The first three of these are likely to be familiar to those who have used the tribunal system but the Guidance gives a helpful summary of the approach taken in each of these, as well as highlighting the differences between them. All three of these processes are “consensual” – both parties have to agree for these forms of ADR to take place.
The fourth is somewhat different and is much newer. Dispute resolution appointments have been trialled in the Midlands West region since 2020 and the Guidance now confirms the intention to roll these out nationally. They are a non-consensual form of ADR, generally reserved for the more complex claims and those with longer hearing slots (six days or more). The non-consensual aspect means that the Tribunal can order one, even if neither party wishes to attend ADR. If the Tribunal believes that a dispute resolution appointment is appropriate, then the parties are expected to attend – and a failure to attend without good reason could amount to “unreasonable conduct” for costs purposes. This does not, however, mean that settlement is obligatory – there is no mandatory outcome that follows from a dispute resolution appointment (or any of the other forms of ADR).

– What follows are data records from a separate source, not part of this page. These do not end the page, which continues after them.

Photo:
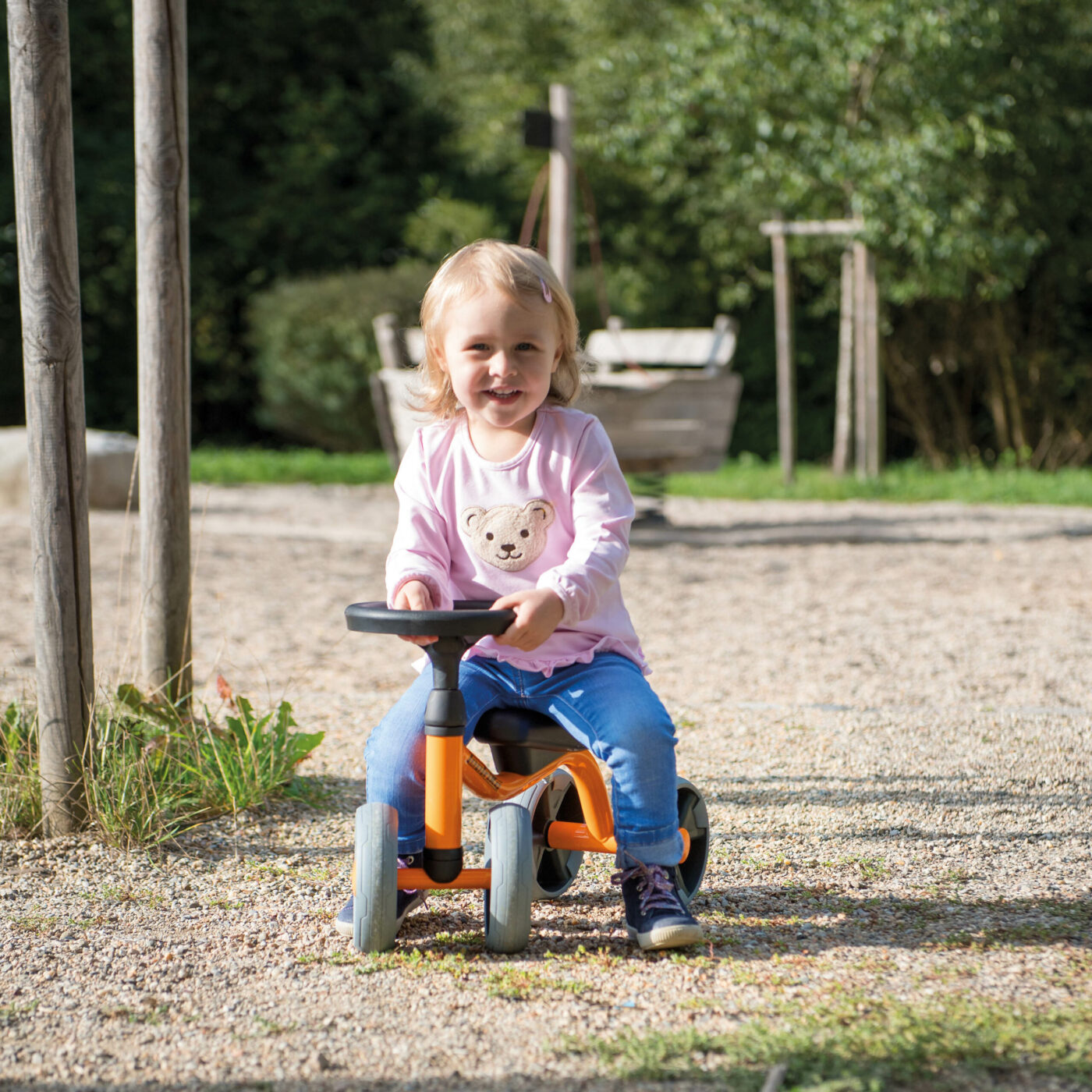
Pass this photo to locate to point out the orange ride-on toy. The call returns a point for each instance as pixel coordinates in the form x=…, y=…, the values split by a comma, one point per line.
x=553, y=804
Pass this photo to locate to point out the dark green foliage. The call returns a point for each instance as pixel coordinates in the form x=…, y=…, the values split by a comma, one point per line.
x=314, y=349
x=308, y=149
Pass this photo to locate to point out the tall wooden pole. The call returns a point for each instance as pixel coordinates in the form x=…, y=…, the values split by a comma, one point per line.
x=786, y=377
x=875, y=385
x=843, y=389
x=860, y=356
x=163, y=321
x=52, y=367
x=560, y=246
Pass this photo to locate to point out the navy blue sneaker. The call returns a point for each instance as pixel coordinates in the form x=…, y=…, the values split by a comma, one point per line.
x=406, y=901
x=655, y=915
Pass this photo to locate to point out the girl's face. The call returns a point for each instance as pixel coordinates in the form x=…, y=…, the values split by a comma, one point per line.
x=499, y=355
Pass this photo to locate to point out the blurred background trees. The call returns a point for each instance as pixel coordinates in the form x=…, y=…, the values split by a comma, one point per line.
x=330, y=138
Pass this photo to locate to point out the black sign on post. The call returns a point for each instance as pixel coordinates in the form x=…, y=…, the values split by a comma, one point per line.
x=537, y=129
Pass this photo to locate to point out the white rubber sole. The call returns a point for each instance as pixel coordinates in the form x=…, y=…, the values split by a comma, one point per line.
x=346, y=928
x=668, y=936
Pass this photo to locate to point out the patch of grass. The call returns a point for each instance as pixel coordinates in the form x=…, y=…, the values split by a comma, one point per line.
x=225, y=904
x=238, y=466
x=20, y=789
x=601, y=957
x=746, y=477
x=34, y=923
x=862, y=1046
x=12, y=1013
x=272, y=1026
x=470, y=939
x=415, y=961
x=750, y=478
x=153, y=770
x=111, y=892
x=518, y=984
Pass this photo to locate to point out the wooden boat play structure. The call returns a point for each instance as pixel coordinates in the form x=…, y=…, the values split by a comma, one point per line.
x=668, y=398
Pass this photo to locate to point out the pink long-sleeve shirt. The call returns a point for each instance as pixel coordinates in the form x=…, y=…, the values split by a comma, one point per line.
x=556, y=516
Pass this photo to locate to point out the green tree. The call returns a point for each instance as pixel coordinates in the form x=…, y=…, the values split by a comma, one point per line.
x=309, y=147
x=958, y=133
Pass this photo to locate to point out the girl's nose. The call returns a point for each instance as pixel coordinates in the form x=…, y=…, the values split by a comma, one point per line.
x=502, y=365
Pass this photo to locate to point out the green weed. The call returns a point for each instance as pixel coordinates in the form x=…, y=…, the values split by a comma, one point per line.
x=415, y=961
x=750, y=478
x=20, y=789
x=518, y=984
x=153, y=769
x=236, y=466
x=857, y=1045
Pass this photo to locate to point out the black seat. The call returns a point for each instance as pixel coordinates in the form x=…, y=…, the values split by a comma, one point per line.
x=521, y=740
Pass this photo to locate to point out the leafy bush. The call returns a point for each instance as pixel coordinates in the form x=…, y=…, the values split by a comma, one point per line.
x=152, y=770
x=314, y=349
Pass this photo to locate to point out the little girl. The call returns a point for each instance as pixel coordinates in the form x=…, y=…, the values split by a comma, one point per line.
x=513, y=497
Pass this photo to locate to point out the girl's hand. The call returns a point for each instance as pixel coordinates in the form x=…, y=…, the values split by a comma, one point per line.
x=538, y=613
x=414, y=595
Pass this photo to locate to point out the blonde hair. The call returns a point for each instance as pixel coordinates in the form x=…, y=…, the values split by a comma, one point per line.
x=518, y=272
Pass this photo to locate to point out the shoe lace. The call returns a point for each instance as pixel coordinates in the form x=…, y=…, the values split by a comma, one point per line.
x=654, y=887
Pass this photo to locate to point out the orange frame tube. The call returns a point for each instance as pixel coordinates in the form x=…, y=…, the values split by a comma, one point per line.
x=444, y=792
x=449, y=764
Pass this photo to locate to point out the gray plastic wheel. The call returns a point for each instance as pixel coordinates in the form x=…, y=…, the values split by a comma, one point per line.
x=374, y=904
x=693, y=818
x=508, y=898
x=555, y=797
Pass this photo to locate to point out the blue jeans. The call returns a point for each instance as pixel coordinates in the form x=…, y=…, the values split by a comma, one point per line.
x=608, y=706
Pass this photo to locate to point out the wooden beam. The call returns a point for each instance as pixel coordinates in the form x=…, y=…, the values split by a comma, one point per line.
x=52, y=367
x=559, y=247
x=786, y=378
x=773, y=227
x=843, y=387
x=860, y=358
x=875, y=385
x=163, y=321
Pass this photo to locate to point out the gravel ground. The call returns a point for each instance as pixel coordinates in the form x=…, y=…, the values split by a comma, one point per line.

There may well be cases where the parties believe there is simply no benefit to a dispute resolution appointment and that its listing would therefore increase costs for both the parties and the Tribunal unnecessarily – for example, a claimant may believe that the true value of their claim lies in success at Tribunal (often referred to as “clearing their name”); a public sector respondent who is caught by the restrictions on special severance payments (noting that there are different definitions as to what is or is not a special severance payment for different parts of the public sector), may not have the necessary authorisation to allow for settlement to take place. The additional information set out in the Protocol for dispute resolution appointments (appendix 3 to the Guidance) does allow for the parties to make submissions to the Tribunal as to why the appointment should not take place – the key issue will be whether it is or is not in the interests of the overriding objective (as set out in point 12 of the Guidance). The parties would therefore be able to make their case as to why any dispute resolution appointment should not proceed. However, the Guidance does point out that there may be wider benefits to a dispute resolution appointment – such as assisting the parties to gain a clearer understanding of the case, or to clarify or narrow the issues in dispute; a lack of interest in settlement may therefore not be determinative of whether the appointment should proceed.
The Guidance stresses the costs – both financial and emotional – associated with claims. With pressures continuing to increase on employment tribunal resources, the Guidance makes it clear that a focus of the tribunals can and should be on encouraging the parties to resolve their cases by agreement. Resolution of the issues in a claim by a tribunal should therefore be as a last resort where such agreement cannot be reached.